“Ser Culto para ser Livre” (José Marti)
(*) Rinaldo Barros
A conversa de hoje nasce ante a absurda interdição de dois teatros, na capital da terra de Poti: o Teatro de Cultura Popular e o centenário Teatro Alberto Maranhão. Teatros – patrimônios culturais e históricos – interditados por falta de segurança, por irresponsável ausência de manutenção. “Oh! Tempora, oh! Mores! ”
Desconfio que o crime tem como pecado original a ignorância de alguns dirigentes sobre o estreito vínculo entre a vida cultural e o processo de Desenvolvimento sustentável. Senão, vejamos.
Qualidade de vida não é um bem durável que possa ser estocado para consumo futuro. Nem uma conquista definitiva da sociedade. Trata-se, antes de tudo, de um bem público altamente perecível, que se deteriora ao menor descuido.
Os bens públicos têm como características básicas: a não-exclusividade e a não-rivalidade.
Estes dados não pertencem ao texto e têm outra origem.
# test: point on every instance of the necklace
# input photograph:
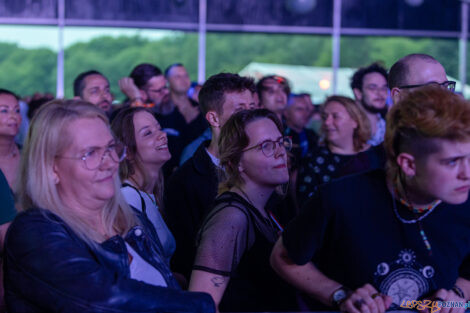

Nenhuma pessoa pode ser privada ou excluída de usufruí-los. Se a qualidade de vida tem essa natureza de bem público, então deve ser garantida igualmente a todos.
Natal é uma das cidades que oferece (ainda) boa qualidade de vida aos seus habitantes. Mas apenas uma parte dos natalenses (a menor) desfruta hoje dessas condições privilegiadas que se aproximam dos padrões do Primeiro Mundo.
No entanto, nossa cidade continua reproduzindo o mesmo quadro de profundas desigualdades que divide o Brasil. São abundantes os estudos acadêmicos que acentuam o caráter dual da sociedade brasileira, virtualmente cindida em duas nações: uma muito rica, formada por uma minoria com padrões de consumo altamente sofisticados; outra muito pobre, que reúne a maioria da população, excluída dos benefícios do desenvolvimento e do consumo dos bens básicos da cidadania.
Nas últimas décadas, Natal experimentou um processo de acelerado desenvolvimento. No entanto, ao lado das inegáveis realizações urbanísticas desse período, é preciso reconhecer que ainda é preciso avançar muito mais na área sócio-cultural.
A prioridade dos governos municipal e estadual deveria ser a universalização de bens e serviços sociais de qualidade (planejamento, cidade limpa, qualificação profissional, saúde, educação, tecnologia, transporte público de massa, esporte, lazer e muito investimento no fortalecimento da identidade cultural de nossa gente).
Significa, em outras palavras, ter como meta assegurar a todos o padrão de qualidade de vida que hoje é desfrutado pela classe média alta e pela elite.
A atual modernidade excludente levará inevitavelmente ao esgarçamento dos vínculos de solidariedade e ao recrudescimento da violência urbana, sintomas que já estão evidentes em todos os quadrantes do nosso país.
O outro caminho que Natal pode (e deve) escolher, para ingressar – de fato – no Terceiro Milênio, pressupõe uma “nova forma de modernização”, que tenha como seu objetivo central o fim da exclusão social, econômica, política e, principalmente, cultural, integrando sua população em uma única sociedade.
Essa opção implica em reinventar a própria idéia de modernidade.
Sob esta nova ótica, modernidade será, por exemplo, levar saneamento básico para todos os domicílios de Natal que ainda não dispõem de rede de esgoto nem tratamento sanitário, assistir aos milhares de crianças e adolescentes que ainda se encontram em condições de risco, disseminar a prática da solidariedade e da Cultura da Paz em todos os segmentos e combater a exclusão por todos os meios.
Entretanto, não se trata de uma escolha qualquer que possa ser feita sem maior responsabilidade cívica.
Sem menosprezar o que já foi conquistado, advogamos que, para não sacrificar estas conquistas, é preciso ampliá-las de tal forma que toda sociedade seja beneficiada.
A universalização das condições mínimas de bem-estar é o desafio que Natal e o Rio Grande do Norte têm no presente e do qual depende o seu futuro. Neste desafio, é preciso compreender a importância fundamental da dimensão cultural para a construção da cidadania.
Permitir a interdição de teatros é não compreender que Cultura é a alma da cidade, a alma do povo; é cometer um crime de lesa-humanidade, a ser punido com o esmagamento do nosso futuro.